Он нахмурился и поискал зеркало, которого в этом обезьяннике, естественно, не нашлось. Провел рукой по лбу, изучил ладонь. Сделал глубокий вдох. Недоуменно почавкал, не чувствуя гадкого привкуса. Щеку приятно холодило от чудодейственного плевка. Еще не понимая случившегося, дежурный стер слюну с гадливостью и гневом – уже не таким, правда, яростным.
– Голова прошла, – брякнул он удивленно.
Народ продолжал толпиться и перетаптываться.
– На выход всем, – буркнул дежурный. – Филиппенков, останься.
Филиппенков проворно вытолкал лишних, а он снял трубку и коротко переговорил с кем надо. Затем опустился на стул и сдвинул брови. Другими словами повторил:
– Отпустило, черт побери.
Что-то еще не давало ему покоя. Дежурный напрягся, ловя увертливую мысль. Их, мыслей, никогда не бывало много, и ловля увенчалась успехом: чирей. Пятью минутами раньше на щеке красовался чирей, а теперь его не стало. Такая простая, понятная и вдруг исчезнувшая вещь произвела на дежурного впечатление большее, чем все последние события в совокупности.
– Филиппенков, что у меня на щеке?
Тот тупо вытаращился.
– Ничего. Чистая.
Тогда дежурный встал, подошел к клетке, расставил ноги и напряженно воззрился на бессознательного Фука. Постояв так в раздумьях, он связался с начальством.
Фук смутно помнил, как его куда-то везли. Дежурный ударил его не так уж и сильно, причиной тумана было смешение чувств и мыслей вообще. В довершение ко всему у него пересохло во рту, да и плюнуть было не в кого. Фука сопровождали дюжие, абсолютно здоровые ребята. Соображал он плохо; возможность спастись плевком из положения плачевного еще не угнездилась в его сознании – тем паче, что до сего момента ни в чем не содействовала; понимание таких горизонтов срабатывало подспудно. Так утопающий пытается хапнуть воздуха уже в полном отчаянии, под водой, повинуясь инстинкту и не отдавая себе отчета в том, что этим только себе вредит. Желание плюнуть слилось с истерикой; Фук не задумывался, к добру это или к худу, в оправдание или порицание.
Его доставили в место не то чтобы поприятнее – ни в коем случае – но посолиднее. Там тоже нашлась клетка, и вот она уже мало чем отличалась от первой, разве что была побольше. И вместо лавки стоял деревянный лежак пошире, который повидал и впитал столько несчастий, что потемнел от горя и мудрости. Фук пролежал на нем час или два. За это время он вполне пришел в чувство и, поразмыслив о случившемся, совершенно запутался, но ни на миг не усомнился в даровании, которое свалилось на его слабую голову.
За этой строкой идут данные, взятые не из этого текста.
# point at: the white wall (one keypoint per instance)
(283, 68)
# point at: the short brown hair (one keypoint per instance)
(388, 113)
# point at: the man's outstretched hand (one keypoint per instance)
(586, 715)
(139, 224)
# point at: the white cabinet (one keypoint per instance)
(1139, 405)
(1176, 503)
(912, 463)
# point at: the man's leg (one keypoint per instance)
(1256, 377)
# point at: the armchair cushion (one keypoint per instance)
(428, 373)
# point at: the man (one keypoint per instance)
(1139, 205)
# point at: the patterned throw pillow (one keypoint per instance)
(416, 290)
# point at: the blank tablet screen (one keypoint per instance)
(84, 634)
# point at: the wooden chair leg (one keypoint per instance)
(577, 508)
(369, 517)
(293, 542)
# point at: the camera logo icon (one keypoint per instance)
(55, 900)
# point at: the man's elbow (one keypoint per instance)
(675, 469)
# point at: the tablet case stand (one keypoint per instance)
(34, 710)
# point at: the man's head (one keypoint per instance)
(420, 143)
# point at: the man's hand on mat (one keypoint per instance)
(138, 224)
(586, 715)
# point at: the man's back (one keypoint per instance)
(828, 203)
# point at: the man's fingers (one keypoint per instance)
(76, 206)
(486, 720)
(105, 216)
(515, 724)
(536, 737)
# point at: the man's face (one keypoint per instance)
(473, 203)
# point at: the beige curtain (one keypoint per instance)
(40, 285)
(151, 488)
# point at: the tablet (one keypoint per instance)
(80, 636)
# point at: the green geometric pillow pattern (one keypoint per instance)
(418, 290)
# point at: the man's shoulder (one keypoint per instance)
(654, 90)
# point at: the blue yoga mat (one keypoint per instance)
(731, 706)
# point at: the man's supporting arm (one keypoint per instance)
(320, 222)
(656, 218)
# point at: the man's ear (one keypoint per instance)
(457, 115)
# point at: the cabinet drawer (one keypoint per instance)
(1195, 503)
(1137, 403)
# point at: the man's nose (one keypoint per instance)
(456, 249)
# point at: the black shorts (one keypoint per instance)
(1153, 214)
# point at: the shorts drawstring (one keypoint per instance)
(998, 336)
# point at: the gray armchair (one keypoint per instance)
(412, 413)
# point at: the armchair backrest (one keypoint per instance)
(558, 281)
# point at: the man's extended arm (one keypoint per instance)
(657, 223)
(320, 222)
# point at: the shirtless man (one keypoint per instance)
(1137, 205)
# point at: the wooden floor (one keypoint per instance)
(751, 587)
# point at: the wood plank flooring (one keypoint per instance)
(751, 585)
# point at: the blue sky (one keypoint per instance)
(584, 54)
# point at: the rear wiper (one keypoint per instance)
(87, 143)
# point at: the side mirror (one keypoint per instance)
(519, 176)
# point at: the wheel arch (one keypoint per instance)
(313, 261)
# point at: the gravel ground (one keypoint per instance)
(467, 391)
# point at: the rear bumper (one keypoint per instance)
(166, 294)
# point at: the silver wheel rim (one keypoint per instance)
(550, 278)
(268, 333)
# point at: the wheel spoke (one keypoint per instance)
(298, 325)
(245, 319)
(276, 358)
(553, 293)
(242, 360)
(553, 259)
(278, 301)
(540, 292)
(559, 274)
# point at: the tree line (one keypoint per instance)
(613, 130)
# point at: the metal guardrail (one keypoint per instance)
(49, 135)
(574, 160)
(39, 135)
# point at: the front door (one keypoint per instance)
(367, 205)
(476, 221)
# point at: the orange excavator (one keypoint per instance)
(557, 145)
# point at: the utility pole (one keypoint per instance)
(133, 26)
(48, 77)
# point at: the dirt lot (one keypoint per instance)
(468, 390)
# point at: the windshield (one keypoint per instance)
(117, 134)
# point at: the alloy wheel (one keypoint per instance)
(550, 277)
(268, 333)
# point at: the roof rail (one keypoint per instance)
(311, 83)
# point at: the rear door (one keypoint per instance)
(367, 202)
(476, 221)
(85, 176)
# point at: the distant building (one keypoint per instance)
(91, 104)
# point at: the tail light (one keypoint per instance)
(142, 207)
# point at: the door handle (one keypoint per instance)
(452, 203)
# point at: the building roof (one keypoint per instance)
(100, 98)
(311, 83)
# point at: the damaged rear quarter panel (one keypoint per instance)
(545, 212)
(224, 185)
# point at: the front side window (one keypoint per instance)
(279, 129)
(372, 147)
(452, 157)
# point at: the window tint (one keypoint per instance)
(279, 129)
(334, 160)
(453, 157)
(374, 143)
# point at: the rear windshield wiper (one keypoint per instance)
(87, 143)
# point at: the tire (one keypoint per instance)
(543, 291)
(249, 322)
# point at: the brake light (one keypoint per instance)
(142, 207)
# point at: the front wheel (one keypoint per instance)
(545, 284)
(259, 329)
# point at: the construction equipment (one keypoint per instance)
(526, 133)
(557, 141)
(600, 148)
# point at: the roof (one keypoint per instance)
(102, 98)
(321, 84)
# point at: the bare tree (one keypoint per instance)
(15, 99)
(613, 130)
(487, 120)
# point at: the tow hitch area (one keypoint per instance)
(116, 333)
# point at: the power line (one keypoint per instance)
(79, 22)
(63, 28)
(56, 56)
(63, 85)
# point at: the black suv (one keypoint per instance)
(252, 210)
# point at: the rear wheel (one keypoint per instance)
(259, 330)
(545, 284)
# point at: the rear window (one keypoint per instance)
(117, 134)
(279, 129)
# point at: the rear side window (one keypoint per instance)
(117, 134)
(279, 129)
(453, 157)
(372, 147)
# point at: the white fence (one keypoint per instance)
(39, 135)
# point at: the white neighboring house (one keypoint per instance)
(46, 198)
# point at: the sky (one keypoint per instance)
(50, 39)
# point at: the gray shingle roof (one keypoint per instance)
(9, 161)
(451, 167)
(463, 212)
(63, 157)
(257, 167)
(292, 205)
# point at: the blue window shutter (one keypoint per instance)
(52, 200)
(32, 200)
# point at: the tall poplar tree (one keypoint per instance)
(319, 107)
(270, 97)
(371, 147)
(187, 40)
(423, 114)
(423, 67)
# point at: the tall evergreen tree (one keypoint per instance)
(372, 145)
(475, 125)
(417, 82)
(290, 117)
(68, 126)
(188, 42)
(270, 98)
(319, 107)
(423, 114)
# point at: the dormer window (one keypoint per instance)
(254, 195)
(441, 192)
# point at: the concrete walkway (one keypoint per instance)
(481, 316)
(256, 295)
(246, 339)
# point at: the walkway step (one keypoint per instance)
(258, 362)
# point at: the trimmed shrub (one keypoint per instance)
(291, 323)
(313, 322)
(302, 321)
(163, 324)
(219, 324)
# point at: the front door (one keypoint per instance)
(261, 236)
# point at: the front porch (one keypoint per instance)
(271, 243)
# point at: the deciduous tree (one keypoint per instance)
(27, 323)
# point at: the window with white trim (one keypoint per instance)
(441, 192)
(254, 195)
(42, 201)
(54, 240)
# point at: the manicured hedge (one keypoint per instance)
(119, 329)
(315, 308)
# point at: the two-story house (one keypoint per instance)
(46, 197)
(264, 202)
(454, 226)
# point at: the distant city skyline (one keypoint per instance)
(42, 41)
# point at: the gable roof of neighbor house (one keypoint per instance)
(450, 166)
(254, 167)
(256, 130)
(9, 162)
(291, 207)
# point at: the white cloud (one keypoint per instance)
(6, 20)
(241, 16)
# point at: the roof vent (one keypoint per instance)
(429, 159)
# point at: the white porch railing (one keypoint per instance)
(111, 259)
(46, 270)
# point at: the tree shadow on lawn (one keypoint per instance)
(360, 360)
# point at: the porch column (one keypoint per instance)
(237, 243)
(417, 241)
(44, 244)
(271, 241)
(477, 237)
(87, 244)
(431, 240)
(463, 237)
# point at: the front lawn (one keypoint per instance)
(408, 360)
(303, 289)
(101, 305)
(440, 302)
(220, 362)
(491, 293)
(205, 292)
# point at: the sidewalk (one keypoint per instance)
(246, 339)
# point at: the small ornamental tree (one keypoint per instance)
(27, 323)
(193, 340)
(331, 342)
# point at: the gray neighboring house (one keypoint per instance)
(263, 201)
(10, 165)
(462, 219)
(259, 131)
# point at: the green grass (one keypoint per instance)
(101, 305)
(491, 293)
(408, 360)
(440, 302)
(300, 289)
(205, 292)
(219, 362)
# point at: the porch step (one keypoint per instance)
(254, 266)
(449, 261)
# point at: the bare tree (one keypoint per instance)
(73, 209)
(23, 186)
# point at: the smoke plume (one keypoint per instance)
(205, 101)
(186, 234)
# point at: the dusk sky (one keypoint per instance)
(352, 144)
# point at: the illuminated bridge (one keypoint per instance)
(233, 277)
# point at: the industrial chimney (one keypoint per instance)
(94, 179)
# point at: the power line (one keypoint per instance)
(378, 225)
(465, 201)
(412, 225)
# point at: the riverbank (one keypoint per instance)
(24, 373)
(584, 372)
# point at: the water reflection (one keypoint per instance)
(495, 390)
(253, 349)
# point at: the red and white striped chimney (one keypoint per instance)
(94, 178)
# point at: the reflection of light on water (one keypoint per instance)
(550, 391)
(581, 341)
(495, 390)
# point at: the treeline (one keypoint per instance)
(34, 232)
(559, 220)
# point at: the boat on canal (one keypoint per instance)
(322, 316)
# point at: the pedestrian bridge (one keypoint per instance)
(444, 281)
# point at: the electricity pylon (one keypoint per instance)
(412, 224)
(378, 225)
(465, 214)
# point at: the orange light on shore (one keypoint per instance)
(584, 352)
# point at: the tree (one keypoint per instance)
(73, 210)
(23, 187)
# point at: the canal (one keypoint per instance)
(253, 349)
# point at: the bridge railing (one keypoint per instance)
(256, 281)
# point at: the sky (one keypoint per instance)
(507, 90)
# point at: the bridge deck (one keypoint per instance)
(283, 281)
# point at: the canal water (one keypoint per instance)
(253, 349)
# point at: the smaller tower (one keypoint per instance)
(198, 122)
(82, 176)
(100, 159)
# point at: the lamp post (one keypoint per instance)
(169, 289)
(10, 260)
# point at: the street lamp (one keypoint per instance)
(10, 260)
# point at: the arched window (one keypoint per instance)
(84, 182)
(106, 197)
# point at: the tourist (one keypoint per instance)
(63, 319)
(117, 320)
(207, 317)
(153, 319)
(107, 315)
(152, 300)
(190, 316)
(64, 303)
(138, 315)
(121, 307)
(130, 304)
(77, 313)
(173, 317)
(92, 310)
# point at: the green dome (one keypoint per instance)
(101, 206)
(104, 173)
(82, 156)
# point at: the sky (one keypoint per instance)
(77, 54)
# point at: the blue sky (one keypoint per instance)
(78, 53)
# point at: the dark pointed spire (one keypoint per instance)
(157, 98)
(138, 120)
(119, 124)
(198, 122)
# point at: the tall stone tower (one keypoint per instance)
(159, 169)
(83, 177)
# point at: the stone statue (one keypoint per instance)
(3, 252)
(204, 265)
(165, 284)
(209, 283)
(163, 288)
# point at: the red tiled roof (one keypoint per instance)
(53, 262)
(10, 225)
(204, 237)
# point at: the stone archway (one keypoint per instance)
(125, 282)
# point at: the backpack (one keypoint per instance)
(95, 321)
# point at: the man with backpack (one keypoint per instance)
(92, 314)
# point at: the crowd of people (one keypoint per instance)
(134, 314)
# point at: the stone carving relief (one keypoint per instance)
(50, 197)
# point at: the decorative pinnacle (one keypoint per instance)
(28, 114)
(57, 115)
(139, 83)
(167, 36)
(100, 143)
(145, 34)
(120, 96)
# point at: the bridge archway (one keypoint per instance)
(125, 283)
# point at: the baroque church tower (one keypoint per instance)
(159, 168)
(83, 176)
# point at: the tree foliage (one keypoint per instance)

В конце концов его отвели к очередному палачу. Правда, со звездами покрупнее. Чин смахивал на серого волка, которому только что прищемили в овине яйца, однако он вырвался, отряхнулся, и лютость его усилилась десятикратно при виде тельца столь яркой наружности.
Фук машинально поставил диагноз: язвенная болезнь. Плюс нарушение эрекции, причинявшее чину страдания еще большие.
– Зачем ты харкнул в дежурного, сволочь? – без предисловий осведомился майор.
Фуку почудилось, что он ответил не сам, за него сказал кто-то другой:
– Я харкнул в него по причине острой потребности совершить доброе дело из числа врачевательных.
Сам бы он так не сформулировал никогда. Жаль, что половину сказанного не удалось разобрать.